The group has reached out to its suppliers and partners to discuss additional mitigating measures, he added.

"On the revenue side, our commercial teams are working closely with tourism agencies and travel partners all around the world to aggressively drive sales, and jointly promote air travel to and through Singapore," Mr Goh said.

SIA had announced on Facebook on Monday evening that it will suspend more flights in its global network in the months of February through May, in response to weak demand caused by the virus situation.

Meanwhile, for the first two weeks of February, total passenger movements at Changi Airport fell by more than 25 per cent year on year, while traffic between Singapore and China declined by more than 85 per cent, Changi Airport Group (CAG) said in a media statement on Tuesday afternoon.

This was due to the decline in air travel demand as a result of the Covid-19 outbreak, and the impact was amplified by the Chinese New Year travel peak which occurred in February 2019, CAG added.

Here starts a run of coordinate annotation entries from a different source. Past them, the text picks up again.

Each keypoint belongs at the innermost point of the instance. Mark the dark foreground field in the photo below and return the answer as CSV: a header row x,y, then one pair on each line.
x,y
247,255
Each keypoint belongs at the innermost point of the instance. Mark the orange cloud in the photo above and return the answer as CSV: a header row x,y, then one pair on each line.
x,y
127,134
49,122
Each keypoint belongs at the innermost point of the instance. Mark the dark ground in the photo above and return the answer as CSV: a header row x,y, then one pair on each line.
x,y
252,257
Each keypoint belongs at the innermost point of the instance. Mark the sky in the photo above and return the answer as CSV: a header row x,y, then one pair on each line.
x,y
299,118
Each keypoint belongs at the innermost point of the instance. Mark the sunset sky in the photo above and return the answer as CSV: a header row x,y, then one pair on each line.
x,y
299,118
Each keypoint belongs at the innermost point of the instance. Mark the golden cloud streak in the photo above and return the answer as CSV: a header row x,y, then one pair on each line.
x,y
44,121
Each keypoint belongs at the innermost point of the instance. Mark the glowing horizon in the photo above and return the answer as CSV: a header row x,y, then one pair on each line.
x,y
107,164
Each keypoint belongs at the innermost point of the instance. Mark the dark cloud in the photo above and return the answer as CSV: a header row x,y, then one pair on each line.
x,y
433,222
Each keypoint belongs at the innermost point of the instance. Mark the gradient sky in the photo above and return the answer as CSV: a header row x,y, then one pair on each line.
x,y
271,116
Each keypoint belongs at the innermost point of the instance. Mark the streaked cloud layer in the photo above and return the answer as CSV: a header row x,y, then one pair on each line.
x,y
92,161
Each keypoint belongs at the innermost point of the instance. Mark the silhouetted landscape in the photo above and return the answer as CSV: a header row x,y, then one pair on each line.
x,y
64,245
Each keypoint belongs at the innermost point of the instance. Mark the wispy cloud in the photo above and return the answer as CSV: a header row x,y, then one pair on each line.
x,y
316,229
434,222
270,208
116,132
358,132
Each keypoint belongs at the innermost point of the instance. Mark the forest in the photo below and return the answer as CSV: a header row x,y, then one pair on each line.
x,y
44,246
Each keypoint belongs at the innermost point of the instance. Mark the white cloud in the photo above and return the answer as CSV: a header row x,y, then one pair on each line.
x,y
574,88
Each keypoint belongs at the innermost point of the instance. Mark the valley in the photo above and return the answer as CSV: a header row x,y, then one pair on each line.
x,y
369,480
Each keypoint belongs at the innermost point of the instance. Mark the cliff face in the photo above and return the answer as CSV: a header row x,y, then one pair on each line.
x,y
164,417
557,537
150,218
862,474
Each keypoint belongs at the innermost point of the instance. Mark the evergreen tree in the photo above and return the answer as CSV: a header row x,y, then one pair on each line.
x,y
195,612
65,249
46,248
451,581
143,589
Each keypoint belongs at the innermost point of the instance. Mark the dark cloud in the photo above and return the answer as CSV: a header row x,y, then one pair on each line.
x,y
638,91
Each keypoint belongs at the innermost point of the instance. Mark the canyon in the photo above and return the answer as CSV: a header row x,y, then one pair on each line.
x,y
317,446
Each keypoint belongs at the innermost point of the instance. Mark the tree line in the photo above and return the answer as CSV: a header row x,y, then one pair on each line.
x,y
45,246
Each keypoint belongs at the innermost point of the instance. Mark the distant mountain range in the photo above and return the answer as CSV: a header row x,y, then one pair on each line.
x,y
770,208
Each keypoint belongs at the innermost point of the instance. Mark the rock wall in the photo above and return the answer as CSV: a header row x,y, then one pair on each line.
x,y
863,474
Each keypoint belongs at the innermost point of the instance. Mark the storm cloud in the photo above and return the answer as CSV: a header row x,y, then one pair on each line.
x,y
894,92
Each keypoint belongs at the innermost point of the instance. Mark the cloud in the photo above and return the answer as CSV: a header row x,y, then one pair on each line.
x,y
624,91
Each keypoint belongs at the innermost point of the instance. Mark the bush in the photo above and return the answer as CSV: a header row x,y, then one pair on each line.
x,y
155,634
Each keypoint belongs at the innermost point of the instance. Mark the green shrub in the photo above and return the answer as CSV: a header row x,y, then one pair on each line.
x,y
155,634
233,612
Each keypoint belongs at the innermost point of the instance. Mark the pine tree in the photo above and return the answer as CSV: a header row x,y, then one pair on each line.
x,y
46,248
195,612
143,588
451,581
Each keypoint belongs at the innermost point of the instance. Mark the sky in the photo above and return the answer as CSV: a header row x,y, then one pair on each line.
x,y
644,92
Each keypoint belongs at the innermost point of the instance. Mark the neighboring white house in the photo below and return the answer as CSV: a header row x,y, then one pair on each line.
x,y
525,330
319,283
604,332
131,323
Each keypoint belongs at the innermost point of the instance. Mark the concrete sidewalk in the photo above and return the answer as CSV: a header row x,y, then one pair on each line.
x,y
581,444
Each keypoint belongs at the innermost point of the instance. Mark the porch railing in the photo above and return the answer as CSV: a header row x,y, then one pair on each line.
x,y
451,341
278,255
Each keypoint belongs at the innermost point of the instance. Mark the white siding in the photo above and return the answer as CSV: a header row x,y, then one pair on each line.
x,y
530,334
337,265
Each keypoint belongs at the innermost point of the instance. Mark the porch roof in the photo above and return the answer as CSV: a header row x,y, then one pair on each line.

As at Feb 14, 2020, there were about 40 weekly services to fewer than 10 cities in mainland China - a decrease of 90 per cent compared to around 400 weekly services linking Singapore to 36 Chinese destinations previously, CAG said.

Two weeks ago, SIA posted a 10.9 per cent rise in its Q3 net profit, but warned that the growing scale of the Covid-19 spread would pose "significant challenges" to the group as it looked to "tightly" manage costs ahead. The national carrier had said then that demand for services to mainland China has been "severely affected", with SIA and SilkAir drastically reducing frequencies on all mainland China routes in February and March 2020. Scoot also suspended all flights to mainland China until March 28, 2020.

As at 2.40pm on Tuesday, SIA shares were trading at S$8.49, up S$0.01 or 0.1 per cent.